Die Branche „Maschinen und Metall“ ist ein Spiegel des industrialisierten Österreich: Es sind vielfach größere Unternehmen mit hoher Kapitalbindung, sodass auch moderate Insolvenzzahlen diese Branche unter die ersten drei „katapultiert“. So kann schon ein einziges mittelgroßes Unternehmen (Biso Schrattenecker GmbH) mehr als ein Viertel der Passiva der gesamten Branchengruppe beitragen.
Vergangenen November stellte die EU-Justizkommissarin Věra Jourová einen Entwurf zu einer Insolvenzrichtlinie vor. Diese Richtlinie möchte ein „vorinsolvenzliches“ Verfahren in Europa in harmonisierter Weise einführen und „redlich gescheiterten“ Unternehmern eine rasche und an keine besonderen Quotenerfordernisse geknüpfte Restschuldbefreiung schaffen.
Während der vergangenen zehn Monate wurden diese Vorschläge laut KSV1870 intensiv auf europäischer Ebene in Expertengruppen besprochen. Dieser Entwurf hat zweifellos auch Einfluss in Österreich gehabt und zwar im Zusammenhang mit der Verkürzung der Abschöpfungslaufzeit für eine Restschuldbefreiung und die Auflassung der Mindestquote. Es geschieht nicht selten, dass Mitgliedsländer der EU solche Ideen aufgreifen und möglichst rasch umzusetzen trachten. Sie rechnen sich dabei ein gutes Abschneiden in den Vergleichstabellen aus, die von der Kommission in regelmäßigen Abständen erstellt werden.
"Das vorinsolvenzliche Verfahren soll nach den Vorstellungen der EU-Kommission rasch und kostengünstig sein und vor allem kleinen und mittelständischen Unternehmen helfen, ihre drohende Insolvenz zu beseitigen. Sieht man sich das Verfahren näher an, das hier von der EU propagiert wird, so fällt vor allem dessen Ähnlichkeit mit dem Chapter-11-Verfahren in den USA auf", heißt dazu vom KSV1870. "Und damit wird schnell klar: Dieses Verfahren wird wahrscheinlich weder rasch noch kostengünstig ablaufen, denn das Chapter-11-Verfahren ist im Grunde nur etwas für sehr große Unternehmen, deren Aktien und/oder Schuldpapiere an der Börse gehandelt werden."

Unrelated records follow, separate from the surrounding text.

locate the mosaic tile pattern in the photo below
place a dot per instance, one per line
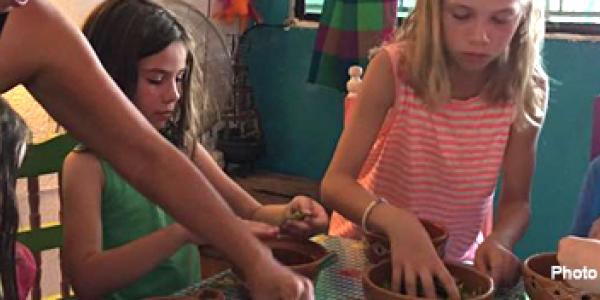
(340, 279)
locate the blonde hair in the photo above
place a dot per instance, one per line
(517, 76)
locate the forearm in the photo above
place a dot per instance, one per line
(511, 222)
(242, 203)
(345, 195)
(274, 214)
(119, 267)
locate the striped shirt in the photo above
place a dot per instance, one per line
(442, 165)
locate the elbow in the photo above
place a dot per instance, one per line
(84, 290)
(83, 283)
(328, 189)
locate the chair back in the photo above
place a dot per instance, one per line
(42, 159)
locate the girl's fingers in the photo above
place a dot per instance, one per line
(427, 284)
(447, 282)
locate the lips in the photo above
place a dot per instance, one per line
(18, 3)
(475, 55)
(164, 115)
(11, 4)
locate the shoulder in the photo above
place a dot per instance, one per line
(82, 164)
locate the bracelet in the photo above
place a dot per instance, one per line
(367, 212)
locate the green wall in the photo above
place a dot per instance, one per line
(302, 121)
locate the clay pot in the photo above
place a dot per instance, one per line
(379, 245)
(375, 277)
(202, 294)
(304, 257)
(540, 286)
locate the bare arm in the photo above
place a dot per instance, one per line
(514, 206)
(114, 268)
(60, 70)
(248, 208)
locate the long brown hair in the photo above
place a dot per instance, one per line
(13, 136)
(122, 32)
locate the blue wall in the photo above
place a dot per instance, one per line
(302, 121)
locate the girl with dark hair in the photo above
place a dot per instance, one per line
(133, 247)
(42, 50)
(17, 267)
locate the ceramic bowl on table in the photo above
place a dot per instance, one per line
(201, 294)
(304, 257)
(539, 284)
(472, 283)
(379, 246)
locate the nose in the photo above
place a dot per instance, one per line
(172, 92)
(479, 33)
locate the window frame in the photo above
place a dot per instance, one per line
(551, 25)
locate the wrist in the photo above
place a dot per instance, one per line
(501, 240)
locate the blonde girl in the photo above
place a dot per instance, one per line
(458, 99)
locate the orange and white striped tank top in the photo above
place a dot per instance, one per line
(442, 165)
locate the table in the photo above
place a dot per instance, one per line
(339, 279)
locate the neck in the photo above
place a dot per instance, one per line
(467, 84)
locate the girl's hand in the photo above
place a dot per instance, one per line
(304, 217)
(414, 259)
(499, 262)
(271, 281)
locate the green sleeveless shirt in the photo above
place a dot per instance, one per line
(126, 216)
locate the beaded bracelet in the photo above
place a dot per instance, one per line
(367, 212)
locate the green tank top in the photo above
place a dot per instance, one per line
(126, 216)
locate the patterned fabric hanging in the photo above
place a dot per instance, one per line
(348, 29)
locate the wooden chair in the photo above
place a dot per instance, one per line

Tatsächlich trat allerdings mit Juni/Juli 2017 eine Novelle im Rahmen des Insolvenzrechtsänderungsgesetz IRÄG 2017 in Kraft, die sich ebenfalls mit europäischem Insolvenzrecht beschäftigt, diesmal allerdings mit der EU-Insolvenzverordnung, die mit Wirkung 26. Juni 2017 novelliert worden war, was gewisse Begleitbestimmungen erforderlich macht. Ein wesentliches Kernstück dieser Novelle und der Begleitbestimmungen ist der Umstand, dass in grenzüberschreitenden Insolvenzen der Insolvenzverwalter des Hauptverfahrens Gläubiger in einem anderen Mitgliedsstaat bevorzugt behandeln darf, wenn er dies für vorteilhaft ansieht und damit ein Sekundärverfahren in diesem anderen Mitgliedsstaat vermieden werden kann (so genanntes „virtuelles Sekundärverfahren“). Diesen Bestimmungen wird einige Bedeutung vor allem in Großverfahren zukommen.